Con la construcción de su nueva familia Juan Carlos inicia una etapa nueva. Así pues, se motiva a persistir en su pasión, trabajar en el campo. En el 2006 se muda a la vereda Yatay, nuevamente en San Bernardo y retoma felizmente las actividades del campo. Siembra de plátano, yuca, maíz y café, porque «la diversidad de producción es lo que lo sostiene a uno en el campo», indica de manera obvia. Poco a poco todo toma forma y la factibilidad de mantenerse en el campo le abre nuevos horizontes. En el 2010 ojos y manos inescrupulosas que se esconden detrás de uniformes e ideales falsos, se plantan en su entrada y comienzan a cobrarle la “vacuna”. En un principio, aunque con muy poca voluntad, Juan Carlos lo hace. Volver a perder algo que solo se levanta con sudor grueso en la frente es complejo. Pero todo da un giro más perverso cuando la cuota usual para la vacuna no es suficiente y ahora en las amenazas resuenan los nombres de sus hijos.
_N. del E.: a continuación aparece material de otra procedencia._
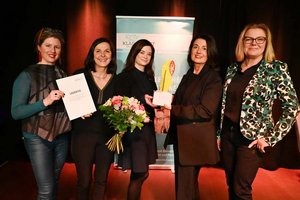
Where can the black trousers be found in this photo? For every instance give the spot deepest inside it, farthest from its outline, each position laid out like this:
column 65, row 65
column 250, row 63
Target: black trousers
column 240, row 162
column 186, row 179
column 91, row 157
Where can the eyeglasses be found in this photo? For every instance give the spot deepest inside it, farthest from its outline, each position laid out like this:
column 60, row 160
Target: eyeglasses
column 258, row 40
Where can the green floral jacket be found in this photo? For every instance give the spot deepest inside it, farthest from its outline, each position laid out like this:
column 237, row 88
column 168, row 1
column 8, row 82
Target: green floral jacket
column 271, row 81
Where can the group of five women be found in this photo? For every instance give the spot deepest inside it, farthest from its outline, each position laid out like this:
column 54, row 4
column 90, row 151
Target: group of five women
column 244, row 99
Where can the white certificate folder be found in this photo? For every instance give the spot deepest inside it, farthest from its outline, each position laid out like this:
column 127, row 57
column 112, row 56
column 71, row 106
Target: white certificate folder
column 78, row 99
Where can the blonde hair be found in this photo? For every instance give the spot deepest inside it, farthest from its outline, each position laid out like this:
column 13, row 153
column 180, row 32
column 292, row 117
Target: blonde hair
column 269, row 54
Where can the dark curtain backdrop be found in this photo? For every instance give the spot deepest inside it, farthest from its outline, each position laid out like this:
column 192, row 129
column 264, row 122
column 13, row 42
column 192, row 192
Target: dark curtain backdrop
column 82, row 21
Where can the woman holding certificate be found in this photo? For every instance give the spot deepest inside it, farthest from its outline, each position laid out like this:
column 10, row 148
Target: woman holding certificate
column 91, row 132
column 193, row 115
column 137, row 80
column 37, row 102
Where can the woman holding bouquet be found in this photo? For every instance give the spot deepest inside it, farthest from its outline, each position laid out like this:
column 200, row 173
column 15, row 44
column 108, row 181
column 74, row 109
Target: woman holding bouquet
column 193, row 117
column 91, row 132
column 137, row 80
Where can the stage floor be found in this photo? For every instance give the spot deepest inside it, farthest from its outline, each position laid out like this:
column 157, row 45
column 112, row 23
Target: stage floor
column 17, row 183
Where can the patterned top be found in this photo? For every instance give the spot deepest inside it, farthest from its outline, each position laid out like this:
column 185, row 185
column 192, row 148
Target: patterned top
column 271, row 81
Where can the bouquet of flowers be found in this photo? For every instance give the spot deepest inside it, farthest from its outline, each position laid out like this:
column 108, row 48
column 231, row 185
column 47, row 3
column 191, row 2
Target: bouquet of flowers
column 123, row 113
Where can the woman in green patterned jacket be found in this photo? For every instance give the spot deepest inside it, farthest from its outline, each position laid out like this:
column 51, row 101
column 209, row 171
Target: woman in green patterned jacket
column 247, row 126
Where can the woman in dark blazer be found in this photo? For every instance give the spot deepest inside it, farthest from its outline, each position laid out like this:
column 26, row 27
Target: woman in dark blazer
column 137, row 80
column 193, row 116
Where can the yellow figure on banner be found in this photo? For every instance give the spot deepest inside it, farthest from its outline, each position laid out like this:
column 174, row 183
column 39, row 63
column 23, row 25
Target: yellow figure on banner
column 162, row 116
column 167, row 71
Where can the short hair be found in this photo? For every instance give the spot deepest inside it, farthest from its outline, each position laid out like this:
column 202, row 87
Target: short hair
column 269, row 54
column 45, row 33
column 89, row 62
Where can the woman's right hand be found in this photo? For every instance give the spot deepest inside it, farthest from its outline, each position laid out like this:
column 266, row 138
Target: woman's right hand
column 53, row 96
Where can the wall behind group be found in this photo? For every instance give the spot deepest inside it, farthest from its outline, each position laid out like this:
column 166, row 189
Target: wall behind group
column 82, row 21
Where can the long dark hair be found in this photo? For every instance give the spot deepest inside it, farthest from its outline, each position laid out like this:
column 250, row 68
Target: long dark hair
column 212, row 51
column 45, row 33
column 89, row 62
column 135, row 49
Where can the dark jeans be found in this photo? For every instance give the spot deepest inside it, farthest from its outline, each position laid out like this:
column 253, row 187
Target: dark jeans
column 47, row 160
column 240, row 163
column 88, row 149
column 186, row 179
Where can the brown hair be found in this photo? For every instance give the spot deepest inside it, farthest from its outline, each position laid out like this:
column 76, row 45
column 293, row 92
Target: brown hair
column 45, row 33
column 135, row 49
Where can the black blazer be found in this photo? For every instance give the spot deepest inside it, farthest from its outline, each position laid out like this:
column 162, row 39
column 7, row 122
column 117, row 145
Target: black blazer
column 193, row 117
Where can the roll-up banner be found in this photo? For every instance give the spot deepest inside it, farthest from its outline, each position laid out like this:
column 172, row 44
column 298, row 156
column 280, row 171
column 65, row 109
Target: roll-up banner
column 170, row 37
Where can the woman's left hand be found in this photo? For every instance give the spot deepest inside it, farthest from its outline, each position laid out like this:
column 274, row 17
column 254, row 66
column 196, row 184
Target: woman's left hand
column 260, row 144
column 148, row 100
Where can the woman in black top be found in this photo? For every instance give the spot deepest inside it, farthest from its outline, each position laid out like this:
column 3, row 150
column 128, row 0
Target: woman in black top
column 137, row 80
column 91, row 132
column 193, row 117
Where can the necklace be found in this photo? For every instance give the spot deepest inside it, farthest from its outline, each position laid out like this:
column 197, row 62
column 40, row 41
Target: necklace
column 100, row 77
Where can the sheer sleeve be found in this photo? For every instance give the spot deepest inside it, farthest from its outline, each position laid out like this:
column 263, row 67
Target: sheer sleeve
column 20, row 108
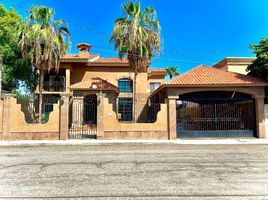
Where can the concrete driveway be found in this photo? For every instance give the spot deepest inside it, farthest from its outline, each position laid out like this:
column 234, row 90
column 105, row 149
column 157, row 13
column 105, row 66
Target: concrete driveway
column 127, row 171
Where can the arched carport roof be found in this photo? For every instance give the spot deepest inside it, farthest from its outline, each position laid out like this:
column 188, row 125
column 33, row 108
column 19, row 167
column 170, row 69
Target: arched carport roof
column 207, row 77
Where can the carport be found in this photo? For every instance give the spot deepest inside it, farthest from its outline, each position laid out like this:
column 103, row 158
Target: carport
column 208, row 102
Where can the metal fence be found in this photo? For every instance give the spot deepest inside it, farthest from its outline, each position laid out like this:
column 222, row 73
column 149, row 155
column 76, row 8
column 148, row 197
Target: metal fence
column 30, row 107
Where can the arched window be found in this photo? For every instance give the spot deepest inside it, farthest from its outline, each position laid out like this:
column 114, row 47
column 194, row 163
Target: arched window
column 125, row 85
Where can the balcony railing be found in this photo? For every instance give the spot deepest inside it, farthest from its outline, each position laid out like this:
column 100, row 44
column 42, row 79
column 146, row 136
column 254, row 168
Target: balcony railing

Los Moncaleano Marulanda son desplazados de este lugar y deben tomar sus pertenencias para llevarlas de vuelta a Ibagué. Juan Carlos agradece el hecho de haber contado con familia en la ciudad que los recibió, toda vez que no es el caso de todas las personas que pasan por la misma situación. Aun así, la vuelta a Ibagué resulta ser una lucha cuesta arriba. El único trabajo en el que puede desempeñarse es como conductor, y es inutil conseguir alguna opción. Es así, como en el acto de que la tercera es la vencida, retorna a San Bernardo donde durante unos años logra trabajar como minero de materiales de construcción para que en 2012, junto a su esposa, su hermana mayor y otras personas del lugar, creen la Asociación de Mujeres Rurales Abejitas Dulces de San Bernardo (ASOMURA). Allí identifican nuevas oportunidades, una opción de reiniciar y un encuentro con personas que sin saberlo vivieron la misma historia de Juan Carlos.
Un hombre de y para su familia
Juan Carlos rememora su pasado y lo describe con una sola palabra: nostalgia. A pesar de eso ha logrado sobrepasar obstáculos y hoy su visión del mundo es desde el optimismo. Myriam adjudica esto al núcleo familiar en el que crecieron. «Para mí la felicidad que uno tenga en su corazón viene de las raíces. Nuestro padre fue una persona espectacular, mis padres vivieron 58 años juntos con el amor más grande del mundo. Una de las cosas que permite que sea grande es el haber sido feliz desde la niñez, eso le ayuda a uno salir adelante. Fuimos en todo sentido una familia unida con mucho amor». El amor y cariño con el que creció Juan Carlos, fueron elementos que lo moldearon en el hombre que hoy en día abraza sin miedo a sus más allegados y que besa la cabeza de su hijo para despedirlo. El amor que muestra en sus acciones habla de alguien que sabe que se debe vivir el ahora a todo color y que su más grande riqueza es su gran corazón.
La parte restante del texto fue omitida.